Former United States Senator

Hope for Retarded Children by Eunice Kennedy Shriver
The Saturday Evening Post, September 22, 1962
Forty-three years ago this month in Brookline, Massachusetts, my mother and father were looking forward with great anticipation and joy to the birth of their third child. My oldest brother, Joe, was four years old, bright, strong, aggressive, with dark eyes, a fine smile. Jack, quick, slender, independent - even at three he was interested in everything and adored by everyone. My father was thirty and my mother was twenty-eight. They loved children and would be happy to have all that God would send them.
Rosemary was born September thirteenth at home - a normal delivery. She was a beautiful child, resembling my mother in physical appearance. But early in life Rosemary was different. She was slower to crawl, slower to walk and speak than her two bright brothers. My mother was told she would catch up later, but she never did.
Rosemary was mentally retarded.
For a long time my family believed that all of us working together could provide my sister with a happy life in our midst. My parents, strong believers in family loyalty, rejected suggestions that Rosemary be sent away to an institution. "What can they do for her that her family can't do better?" my father would say. "We will keep her at home." And we did. For years these efforts seemed to work. My parents and the other eight children tried to include Rose in everything we did. In Hyannis Port I would take her as a crew in our boat races, and I remember that she usually could do what she was told. She was especially helpful in with the jib and she loved to be in the winning boat. Winning at anything always brought a marvelous smile to her face.

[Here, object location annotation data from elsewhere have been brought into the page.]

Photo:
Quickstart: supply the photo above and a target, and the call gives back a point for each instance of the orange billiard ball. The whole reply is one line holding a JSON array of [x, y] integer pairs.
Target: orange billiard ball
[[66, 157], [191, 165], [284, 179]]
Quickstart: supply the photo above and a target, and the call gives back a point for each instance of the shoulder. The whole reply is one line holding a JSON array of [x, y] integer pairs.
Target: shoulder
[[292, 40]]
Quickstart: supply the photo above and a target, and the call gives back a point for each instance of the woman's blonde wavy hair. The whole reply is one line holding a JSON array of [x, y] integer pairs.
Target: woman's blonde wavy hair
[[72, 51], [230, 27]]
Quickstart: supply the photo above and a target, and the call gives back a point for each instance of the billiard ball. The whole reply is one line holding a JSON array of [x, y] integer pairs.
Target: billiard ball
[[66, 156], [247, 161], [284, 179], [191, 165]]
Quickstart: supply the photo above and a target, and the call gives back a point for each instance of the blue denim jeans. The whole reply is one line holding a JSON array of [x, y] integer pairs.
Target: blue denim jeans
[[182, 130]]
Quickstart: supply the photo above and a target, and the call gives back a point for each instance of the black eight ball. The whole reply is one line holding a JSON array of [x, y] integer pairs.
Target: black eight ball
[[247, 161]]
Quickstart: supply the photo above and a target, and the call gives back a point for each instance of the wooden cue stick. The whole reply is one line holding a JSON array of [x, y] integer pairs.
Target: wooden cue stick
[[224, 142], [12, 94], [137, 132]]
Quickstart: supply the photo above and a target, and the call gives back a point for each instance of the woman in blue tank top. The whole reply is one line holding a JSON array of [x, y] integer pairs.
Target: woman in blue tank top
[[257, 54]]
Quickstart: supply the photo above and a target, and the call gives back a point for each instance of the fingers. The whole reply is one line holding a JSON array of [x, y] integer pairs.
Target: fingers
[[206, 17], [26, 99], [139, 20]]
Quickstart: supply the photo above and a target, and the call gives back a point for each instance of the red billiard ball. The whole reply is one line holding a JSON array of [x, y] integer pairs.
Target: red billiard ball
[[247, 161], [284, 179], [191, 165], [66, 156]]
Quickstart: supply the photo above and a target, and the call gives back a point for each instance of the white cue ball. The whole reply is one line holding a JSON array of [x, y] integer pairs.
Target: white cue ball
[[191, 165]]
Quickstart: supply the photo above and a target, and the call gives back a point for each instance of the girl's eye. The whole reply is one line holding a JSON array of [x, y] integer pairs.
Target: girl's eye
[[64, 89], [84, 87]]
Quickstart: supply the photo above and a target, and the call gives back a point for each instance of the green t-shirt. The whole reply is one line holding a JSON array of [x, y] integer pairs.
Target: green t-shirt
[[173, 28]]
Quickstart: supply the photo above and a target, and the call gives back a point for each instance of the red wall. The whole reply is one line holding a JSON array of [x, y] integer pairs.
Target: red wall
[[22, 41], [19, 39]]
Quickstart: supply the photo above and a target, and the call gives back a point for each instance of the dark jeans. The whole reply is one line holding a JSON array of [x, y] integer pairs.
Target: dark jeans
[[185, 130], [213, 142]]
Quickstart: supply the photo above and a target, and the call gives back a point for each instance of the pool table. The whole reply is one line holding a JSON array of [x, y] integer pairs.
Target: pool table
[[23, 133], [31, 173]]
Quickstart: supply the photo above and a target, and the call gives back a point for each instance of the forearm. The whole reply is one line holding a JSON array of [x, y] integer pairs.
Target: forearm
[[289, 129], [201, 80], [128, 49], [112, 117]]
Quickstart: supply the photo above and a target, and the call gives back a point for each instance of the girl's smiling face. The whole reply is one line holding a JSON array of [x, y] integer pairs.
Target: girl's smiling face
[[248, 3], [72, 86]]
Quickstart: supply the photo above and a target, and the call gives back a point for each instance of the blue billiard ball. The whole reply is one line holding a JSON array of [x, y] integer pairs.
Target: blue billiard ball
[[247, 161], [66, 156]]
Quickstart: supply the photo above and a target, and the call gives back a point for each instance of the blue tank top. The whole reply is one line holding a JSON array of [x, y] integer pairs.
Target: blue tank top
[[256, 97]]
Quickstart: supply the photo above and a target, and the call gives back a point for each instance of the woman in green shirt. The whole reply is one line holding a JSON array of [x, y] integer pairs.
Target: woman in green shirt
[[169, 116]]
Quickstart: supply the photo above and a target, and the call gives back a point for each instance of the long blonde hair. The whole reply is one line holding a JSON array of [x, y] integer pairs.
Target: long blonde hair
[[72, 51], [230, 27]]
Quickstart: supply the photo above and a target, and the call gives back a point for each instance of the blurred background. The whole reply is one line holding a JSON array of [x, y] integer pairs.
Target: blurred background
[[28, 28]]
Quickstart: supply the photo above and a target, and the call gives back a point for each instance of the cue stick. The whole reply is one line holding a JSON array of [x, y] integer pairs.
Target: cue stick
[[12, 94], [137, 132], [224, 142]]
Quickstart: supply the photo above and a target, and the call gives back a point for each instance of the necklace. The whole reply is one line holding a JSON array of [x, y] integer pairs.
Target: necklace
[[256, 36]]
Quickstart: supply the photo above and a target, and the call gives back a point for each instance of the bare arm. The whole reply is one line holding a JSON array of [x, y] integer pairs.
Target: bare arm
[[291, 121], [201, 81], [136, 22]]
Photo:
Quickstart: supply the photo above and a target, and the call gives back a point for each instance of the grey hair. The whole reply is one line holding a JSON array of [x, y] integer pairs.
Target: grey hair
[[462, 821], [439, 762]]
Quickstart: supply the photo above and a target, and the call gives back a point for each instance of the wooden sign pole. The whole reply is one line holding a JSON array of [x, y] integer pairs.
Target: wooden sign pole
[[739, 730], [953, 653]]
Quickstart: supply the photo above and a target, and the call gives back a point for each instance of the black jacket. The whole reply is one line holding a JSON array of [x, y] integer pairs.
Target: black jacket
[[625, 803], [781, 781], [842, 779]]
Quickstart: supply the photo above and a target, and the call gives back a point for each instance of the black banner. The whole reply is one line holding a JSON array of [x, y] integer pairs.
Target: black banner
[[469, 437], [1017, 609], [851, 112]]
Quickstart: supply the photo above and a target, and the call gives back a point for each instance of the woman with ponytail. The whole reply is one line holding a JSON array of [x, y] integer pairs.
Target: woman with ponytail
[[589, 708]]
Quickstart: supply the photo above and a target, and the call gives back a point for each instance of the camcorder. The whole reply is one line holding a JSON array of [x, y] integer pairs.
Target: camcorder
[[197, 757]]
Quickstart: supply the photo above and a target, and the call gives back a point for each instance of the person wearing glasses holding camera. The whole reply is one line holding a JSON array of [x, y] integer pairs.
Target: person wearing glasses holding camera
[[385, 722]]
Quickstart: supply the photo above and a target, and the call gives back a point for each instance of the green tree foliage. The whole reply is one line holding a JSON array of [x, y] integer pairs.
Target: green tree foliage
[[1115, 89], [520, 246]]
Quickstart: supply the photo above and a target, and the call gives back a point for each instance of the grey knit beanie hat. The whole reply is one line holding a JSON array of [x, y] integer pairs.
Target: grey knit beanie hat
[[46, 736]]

She loved music, and my mother used to play the piano and sing to her. At the dining table Rose was unable to cut her meat, so it was served to her already cut.
Later on, in her teens it was more difficult for her. In social competition she couldn't keep up. She learned to dance well enough for my brothers to take her along to parties, but it wasn't easy when Rose would say, "Why don't other boys ask me to dance?"
Yes, keeping a retarded child at home is difficult. Mother always said the greatest problem was to get other children to play with Rose and to find time to give her all the attention she needed and deserved. Like many retarded persons, Rose loved small children and wanted to be helpful with them. Often I heard her offer her assistance to Mother with a question like, "Can I take the young children rowing, Mother?"